D’origine Basque, Andoni Iturrioz naît à Paris en 1976 et grandit, au rythme des déménagements entre Paris, Barcelone, Londres et le Pays Basque. À 19 ans, il fait céder la digue de son besoin d’ailleurs, de son appétit de vie, et part globe-trotter durant cinq années, d’Asie en Afrique, d’Océanie en Europe de l’Est. Cinq années « à la roots », vagabond solitaire, miroir involontaire d’un Jack Kerouac, longtemps après la Beat Generation.
Chacun sa figure archétypale, pour Andoni Iturrioz, cela aurait pu être Don Quichotte ou Arthur Rimbaud dont l’Alchimie du verbe résonne à l’unisson en maints vers du Basque, mais ce sera finalement à un autre roi des ruines, Michel Vieuchange, bien moins célèbre mais lui aussi chantre du désert et des terres à rides, premier occidental à atteindre la ville de Smara auquel Andoni Iturrioz rendra hommage (Smara).
Le Roi des ruines, album concept, est l’aboutissement de près de vingt ans d’apprentissage de soi par l’écriture.
En 2001, après son tour du monde, Andoni pose le sac à dos à Barcelone et entre dans un sas de resédentarisation. Avec l’envie de faire de la chanson son mode d’expression. C’est le début de Je Rigole, puis viennent les premières scènes, consécutives à son arrivée à Paris en 2007. Ce sera enfin l’éclosion discographique en 2012 avec Qui chante le matin est peut-être un oiseau. La chanson découvre alors un auteur hors norme, un orfèvre de premier rang, dont la forme musicale traditionnelle des morceaux est contrastée par une langue probablement puisée à l’école des plus grands révolutionnaires du style. L’homme aux semelles de vent en tête. Dès ses premières illuminations, Je Rigole fraie son chemin entre profondeur, existentiel et burlesque.
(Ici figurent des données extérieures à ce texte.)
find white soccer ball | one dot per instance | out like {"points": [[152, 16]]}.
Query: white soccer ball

Deux ans plus tard, avec L’Insolitude, Je Rigole fait tomber le masque, Andoni récupère son nom, et enfonce le clou d’un sarcasme noir – conjuration d’une souffrance universelle – que l’on retrouve également dans La Joie noire, en ouverture du Roi des ruines, histoire de rendre l’horreur à la Beauté. (« Entendu que la Beauté a toujours raison / Et qu’il nous faut en être un creuset / L’horreur a son potentiel / C’est le cri », La Joie noire).
Rampe existentielle, aboutissement personnel … Le Roi des ruines est l’album d’un voyageur devenu sédentaire. L’invitation est celle d’un voyage intérieur.
Huit titres tendant vers l’infini où se toisent blues-rock, injecté par le groupe La Danse du Chien, embardées transversales de Samuel Cajal (Ex 3mn sur mer), mélodies de Lisa Portelli (Dans la Rocaille est également sur son album La Nébuleuse), rythmes de Maeki Maii (le peplum La Fabuleuse Histoire de Judas Iscariote est présent sur l’album Du Crack dans le Danube du rappeur suisse) ou encore Olé, autre peplum épiphanique librement inspiré et en hommage à Olé de John Coltrane. Bertrand Louis, le fidèle compagnon de route, assure la direction musicale (et certaines compositions) pour trouver la media via d’où résulte une renaissance accouchée de ses contraires, comme le cri lové au creux du chuchotement.
Tel Dante qui voyage aux Enfers à la recherche de Béatrice, Le Roi des ruines est à la fois caravane et chronique qui s’enfonce au tréfonds de l’âme. Chemin initiatique qui se nourrit du socle des références civilisationnelles universelles, bibliques. Andoni Iturrioz utilise une matière ancestrale et multiséculaire pour en faire jaillir un syncrétisme contemporain et personnel, accouché de la rencontre de toutes les tensions pour faire jaillir le juste – donc le Beau – du paradoxe de nos existences. Alchimiste du verbe, disions-nous.